Bacterial Endocarditis Prophylaxis

Endocarditis is an infection of the inside lining of the heart (the endocardial lining). Endocarditis is usually caused by a bacterial infection and can involve the endocardial lining of the heart valves and of the heart muscle itself. Giving antibiotics to try to prevent endocarditis is referred to as "endocarditis prophylaxis."

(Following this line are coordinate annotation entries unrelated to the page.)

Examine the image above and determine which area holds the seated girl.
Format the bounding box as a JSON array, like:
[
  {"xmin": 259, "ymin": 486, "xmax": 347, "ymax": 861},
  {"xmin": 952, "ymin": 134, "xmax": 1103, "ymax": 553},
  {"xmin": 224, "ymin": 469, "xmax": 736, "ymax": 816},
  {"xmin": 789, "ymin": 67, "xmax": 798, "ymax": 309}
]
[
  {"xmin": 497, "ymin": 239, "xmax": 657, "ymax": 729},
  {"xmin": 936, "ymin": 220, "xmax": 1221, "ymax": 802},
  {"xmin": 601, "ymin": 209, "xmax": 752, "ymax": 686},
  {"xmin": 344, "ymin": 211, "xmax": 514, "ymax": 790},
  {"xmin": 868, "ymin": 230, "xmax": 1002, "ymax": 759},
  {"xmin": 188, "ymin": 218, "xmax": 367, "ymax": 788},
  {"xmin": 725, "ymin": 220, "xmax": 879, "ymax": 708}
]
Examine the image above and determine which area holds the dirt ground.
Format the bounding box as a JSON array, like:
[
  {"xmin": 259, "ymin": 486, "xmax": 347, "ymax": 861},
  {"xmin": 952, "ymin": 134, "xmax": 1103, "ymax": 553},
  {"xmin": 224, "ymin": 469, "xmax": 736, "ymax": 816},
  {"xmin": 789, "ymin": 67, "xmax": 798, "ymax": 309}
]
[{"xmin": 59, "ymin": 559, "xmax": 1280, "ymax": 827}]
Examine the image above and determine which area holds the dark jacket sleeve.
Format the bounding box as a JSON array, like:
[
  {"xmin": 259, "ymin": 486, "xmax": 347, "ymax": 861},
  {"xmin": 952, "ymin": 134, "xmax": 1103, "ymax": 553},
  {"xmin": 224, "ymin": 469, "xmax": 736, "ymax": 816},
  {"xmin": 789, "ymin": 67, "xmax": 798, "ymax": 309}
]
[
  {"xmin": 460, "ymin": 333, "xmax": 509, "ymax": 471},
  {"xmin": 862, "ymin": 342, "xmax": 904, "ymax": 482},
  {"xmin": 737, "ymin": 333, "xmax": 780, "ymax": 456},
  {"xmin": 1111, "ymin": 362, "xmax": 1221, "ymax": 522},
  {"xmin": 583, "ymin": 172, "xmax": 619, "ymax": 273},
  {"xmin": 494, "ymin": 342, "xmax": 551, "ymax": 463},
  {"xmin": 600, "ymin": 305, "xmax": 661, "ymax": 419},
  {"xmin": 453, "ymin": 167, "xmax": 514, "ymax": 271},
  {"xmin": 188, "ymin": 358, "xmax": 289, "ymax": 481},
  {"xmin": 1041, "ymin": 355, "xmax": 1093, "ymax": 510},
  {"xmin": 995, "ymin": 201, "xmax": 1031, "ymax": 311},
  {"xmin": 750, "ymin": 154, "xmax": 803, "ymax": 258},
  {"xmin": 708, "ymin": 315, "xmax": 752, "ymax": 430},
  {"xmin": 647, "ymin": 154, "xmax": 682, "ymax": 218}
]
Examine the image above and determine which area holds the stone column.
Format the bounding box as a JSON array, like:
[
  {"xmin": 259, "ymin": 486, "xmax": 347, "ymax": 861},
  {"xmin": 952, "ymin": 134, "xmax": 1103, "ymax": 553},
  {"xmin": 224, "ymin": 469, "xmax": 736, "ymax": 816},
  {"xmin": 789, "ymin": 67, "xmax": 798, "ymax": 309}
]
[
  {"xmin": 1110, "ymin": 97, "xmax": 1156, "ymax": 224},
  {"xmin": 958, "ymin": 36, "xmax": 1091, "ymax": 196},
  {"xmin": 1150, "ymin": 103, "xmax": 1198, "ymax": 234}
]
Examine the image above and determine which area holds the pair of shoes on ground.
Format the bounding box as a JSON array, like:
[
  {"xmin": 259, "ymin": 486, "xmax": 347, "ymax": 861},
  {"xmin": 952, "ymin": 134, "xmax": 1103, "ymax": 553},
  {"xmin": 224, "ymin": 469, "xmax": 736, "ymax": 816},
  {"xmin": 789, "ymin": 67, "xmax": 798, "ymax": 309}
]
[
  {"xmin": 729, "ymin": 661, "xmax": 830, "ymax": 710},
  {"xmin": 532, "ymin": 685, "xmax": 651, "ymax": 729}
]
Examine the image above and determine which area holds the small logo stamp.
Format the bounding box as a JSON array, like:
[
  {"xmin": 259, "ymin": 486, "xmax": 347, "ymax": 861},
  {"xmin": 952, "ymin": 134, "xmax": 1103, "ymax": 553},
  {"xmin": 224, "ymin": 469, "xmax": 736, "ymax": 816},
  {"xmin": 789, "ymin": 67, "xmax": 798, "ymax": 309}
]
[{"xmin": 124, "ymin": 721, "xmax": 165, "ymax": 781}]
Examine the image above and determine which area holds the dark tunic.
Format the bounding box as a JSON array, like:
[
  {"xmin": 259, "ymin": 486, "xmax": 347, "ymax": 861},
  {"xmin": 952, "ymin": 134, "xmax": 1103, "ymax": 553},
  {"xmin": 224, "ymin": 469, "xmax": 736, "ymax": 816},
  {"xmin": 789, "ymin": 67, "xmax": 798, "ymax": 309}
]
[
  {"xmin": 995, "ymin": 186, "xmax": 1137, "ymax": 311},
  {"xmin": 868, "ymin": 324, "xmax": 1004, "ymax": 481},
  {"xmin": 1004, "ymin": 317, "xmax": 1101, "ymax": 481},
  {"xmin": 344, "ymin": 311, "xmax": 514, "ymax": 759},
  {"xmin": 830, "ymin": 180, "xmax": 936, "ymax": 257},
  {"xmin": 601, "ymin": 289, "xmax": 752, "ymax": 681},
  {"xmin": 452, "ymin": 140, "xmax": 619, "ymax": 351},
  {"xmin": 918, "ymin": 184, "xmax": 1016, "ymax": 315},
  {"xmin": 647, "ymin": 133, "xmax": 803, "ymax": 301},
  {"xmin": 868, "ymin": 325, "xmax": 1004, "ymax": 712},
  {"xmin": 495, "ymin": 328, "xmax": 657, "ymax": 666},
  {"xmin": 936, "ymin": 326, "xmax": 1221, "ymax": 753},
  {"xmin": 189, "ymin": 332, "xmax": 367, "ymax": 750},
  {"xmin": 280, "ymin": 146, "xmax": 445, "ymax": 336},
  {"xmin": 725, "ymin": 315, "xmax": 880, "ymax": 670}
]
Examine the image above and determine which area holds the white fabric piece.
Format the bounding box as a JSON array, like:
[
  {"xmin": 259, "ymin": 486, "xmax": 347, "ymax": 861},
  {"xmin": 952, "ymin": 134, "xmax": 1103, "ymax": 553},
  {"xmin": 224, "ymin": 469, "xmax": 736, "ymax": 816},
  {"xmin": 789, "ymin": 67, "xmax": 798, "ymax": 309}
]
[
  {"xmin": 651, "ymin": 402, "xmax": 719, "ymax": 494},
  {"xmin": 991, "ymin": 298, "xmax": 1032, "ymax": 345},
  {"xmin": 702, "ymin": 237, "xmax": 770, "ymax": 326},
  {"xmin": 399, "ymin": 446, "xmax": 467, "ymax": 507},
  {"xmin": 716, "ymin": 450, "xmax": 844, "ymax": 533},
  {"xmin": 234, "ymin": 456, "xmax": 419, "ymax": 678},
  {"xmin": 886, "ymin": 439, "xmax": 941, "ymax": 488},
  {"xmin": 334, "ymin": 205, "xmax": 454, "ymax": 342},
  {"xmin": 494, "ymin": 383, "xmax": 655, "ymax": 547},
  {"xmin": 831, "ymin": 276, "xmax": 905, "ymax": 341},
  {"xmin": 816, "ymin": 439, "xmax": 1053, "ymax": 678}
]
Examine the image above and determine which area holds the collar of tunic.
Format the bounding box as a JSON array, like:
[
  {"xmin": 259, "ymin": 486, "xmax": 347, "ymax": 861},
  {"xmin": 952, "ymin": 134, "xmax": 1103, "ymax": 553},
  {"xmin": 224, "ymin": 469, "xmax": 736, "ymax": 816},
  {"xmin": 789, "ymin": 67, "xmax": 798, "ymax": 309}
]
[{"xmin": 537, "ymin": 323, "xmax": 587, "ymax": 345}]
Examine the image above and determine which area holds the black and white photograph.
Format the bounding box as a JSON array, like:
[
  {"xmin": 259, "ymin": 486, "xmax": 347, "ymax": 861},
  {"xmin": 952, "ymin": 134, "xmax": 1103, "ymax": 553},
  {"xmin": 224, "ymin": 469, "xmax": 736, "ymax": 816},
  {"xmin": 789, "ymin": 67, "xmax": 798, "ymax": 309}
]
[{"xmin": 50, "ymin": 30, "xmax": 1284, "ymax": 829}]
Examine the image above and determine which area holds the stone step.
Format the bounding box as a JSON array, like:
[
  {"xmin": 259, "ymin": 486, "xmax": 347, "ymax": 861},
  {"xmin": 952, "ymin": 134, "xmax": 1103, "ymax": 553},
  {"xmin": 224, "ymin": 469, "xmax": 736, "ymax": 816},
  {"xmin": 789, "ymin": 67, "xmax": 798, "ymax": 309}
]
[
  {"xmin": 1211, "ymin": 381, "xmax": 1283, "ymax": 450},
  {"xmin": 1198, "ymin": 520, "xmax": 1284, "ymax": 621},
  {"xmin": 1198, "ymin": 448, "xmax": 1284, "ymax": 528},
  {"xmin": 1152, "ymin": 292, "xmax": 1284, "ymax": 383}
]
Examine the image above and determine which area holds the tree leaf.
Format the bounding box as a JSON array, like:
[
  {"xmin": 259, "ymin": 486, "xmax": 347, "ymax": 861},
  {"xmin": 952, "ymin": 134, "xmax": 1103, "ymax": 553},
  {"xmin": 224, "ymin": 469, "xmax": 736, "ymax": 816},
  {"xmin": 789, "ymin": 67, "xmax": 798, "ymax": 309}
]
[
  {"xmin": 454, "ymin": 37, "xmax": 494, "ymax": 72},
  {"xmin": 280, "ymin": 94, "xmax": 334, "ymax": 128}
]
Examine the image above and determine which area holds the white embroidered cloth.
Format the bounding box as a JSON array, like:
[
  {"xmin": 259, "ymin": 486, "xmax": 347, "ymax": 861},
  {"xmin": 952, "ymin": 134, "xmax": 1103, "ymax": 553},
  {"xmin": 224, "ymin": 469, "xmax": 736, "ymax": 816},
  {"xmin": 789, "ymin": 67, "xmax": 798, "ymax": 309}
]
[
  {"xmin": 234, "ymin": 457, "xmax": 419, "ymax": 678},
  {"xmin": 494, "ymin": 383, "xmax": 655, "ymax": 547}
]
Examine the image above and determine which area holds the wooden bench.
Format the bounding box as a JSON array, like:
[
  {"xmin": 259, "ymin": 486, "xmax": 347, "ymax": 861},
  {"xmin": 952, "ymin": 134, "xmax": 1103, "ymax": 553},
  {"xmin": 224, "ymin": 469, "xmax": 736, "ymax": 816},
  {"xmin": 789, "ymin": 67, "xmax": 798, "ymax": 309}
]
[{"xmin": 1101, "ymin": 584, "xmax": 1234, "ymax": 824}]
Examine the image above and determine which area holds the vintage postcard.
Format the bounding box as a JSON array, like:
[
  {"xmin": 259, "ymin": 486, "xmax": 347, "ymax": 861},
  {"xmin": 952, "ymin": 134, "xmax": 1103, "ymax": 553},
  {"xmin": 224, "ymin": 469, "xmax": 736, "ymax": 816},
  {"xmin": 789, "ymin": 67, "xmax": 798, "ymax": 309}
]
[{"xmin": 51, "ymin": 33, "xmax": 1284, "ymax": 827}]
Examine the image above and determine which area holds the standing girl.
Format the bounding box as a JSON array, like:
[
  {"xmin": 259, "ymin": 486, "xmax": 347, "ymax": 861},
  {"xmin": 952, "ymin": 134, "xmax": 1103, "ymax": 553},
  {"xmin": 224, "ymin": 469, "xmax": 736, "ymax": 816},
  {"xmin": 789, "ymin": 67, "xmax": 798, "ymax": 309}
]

Red and white capsule pushed through the foil back of a package of medicine

The Rationale Behind Endocarditis Prophylaxis

Because endocarditis can destroy the heart muscle and heart valves, it is always a serious problem and is often life-threatening. Furthermore, endocarditis can be quite difficult to treat, since treatment may require several weeks of intravenous antibiotics, and occasionally requires open heart surgery. Obviously, it is better to prevent endocarditis than to treat it.

While major clinical trials proving the effectiveness of endocarditis prophylaxis are lacking, there are strong theoretical grounds for its use.

The Theory of Endocarditis Prophylaxis

In most people, when a small number of bacteria enter the bloodstream, the body's defense mechanism can clear the bacteria from the blood quickly and efficiently.

However, in people who have certain kinds of heart problems, the bacteria can get trapped within turbulent blood flow inside the heart, and subsequently "stick" to the endocardial lining, where they can cause an infection.

The idea behind endocarditis prophylaxis is to use antibiotics to kill any bacteria that enter the bloodstream before they have a chance to set up an infection within the heart.

For this reason, experts recommend that people who have a high risk of developing endocarditis ought to receive prophylactic antibiotics before having medical procedures that are likely to introduce bacteria into the bloodstream.

When Should Prophylaxis Be Used?

Recent evidence suggests that most people with heart conditions are actually at substantially lower risk for endocarditis than previously believed, and therefore do not need endocarditis prophylaxis. The guidelines have been substantially updated by the American Heart Association and American College of Cardiology to reflect this new understanding.

Endocarditis prophylaxis is now recommended only for people who are at the highest risk for endocarditis.

These include:

  • patients with artificial heart valves
  • patients who have had heart repairs using prosthetic material (note: this does not include coronary artery stents)
  • patients with a prior history of endocarditis
  • patients with certain unrepaired or incompletely repaired congenital heart disease
  • patients who have transplanted hearts who subsequently develop heart valve problems

It is worth noting that the current guidelines do not recommend endocarditis prophylaxis for most patients with aortic stenosis, aortic regurgitation, or mitral valve disease (including those with mitral valve prolapse), or for patients with hypertrophic cardiomyopathy.

Which Procedures?​

The new guidelines recommend prophylaxis only for these medical procedures:

  • dental procedures involving manipulation of the gums or the roots of the teeth, including routine dental cleaning.
  • procedures requiring incisions or biopsies of the respiratory tract or mouth, such as tonsillectomy, or bronchoscopy with biopsy.
  • procedures involving incisions of infected tissues.

Notably, antibiotic prophylaxis is no longer recommended for procedures of the gastrointestinal or genitourinary systems.

Which Antibiotics?

In general, amoxicillin is recommended as the antibiotic of choice if prophylaxis is needed. The American Heart Association has a guide to endocarditis prophylaxis that lists alternate antibiotics in case amoxicillin cannot be used.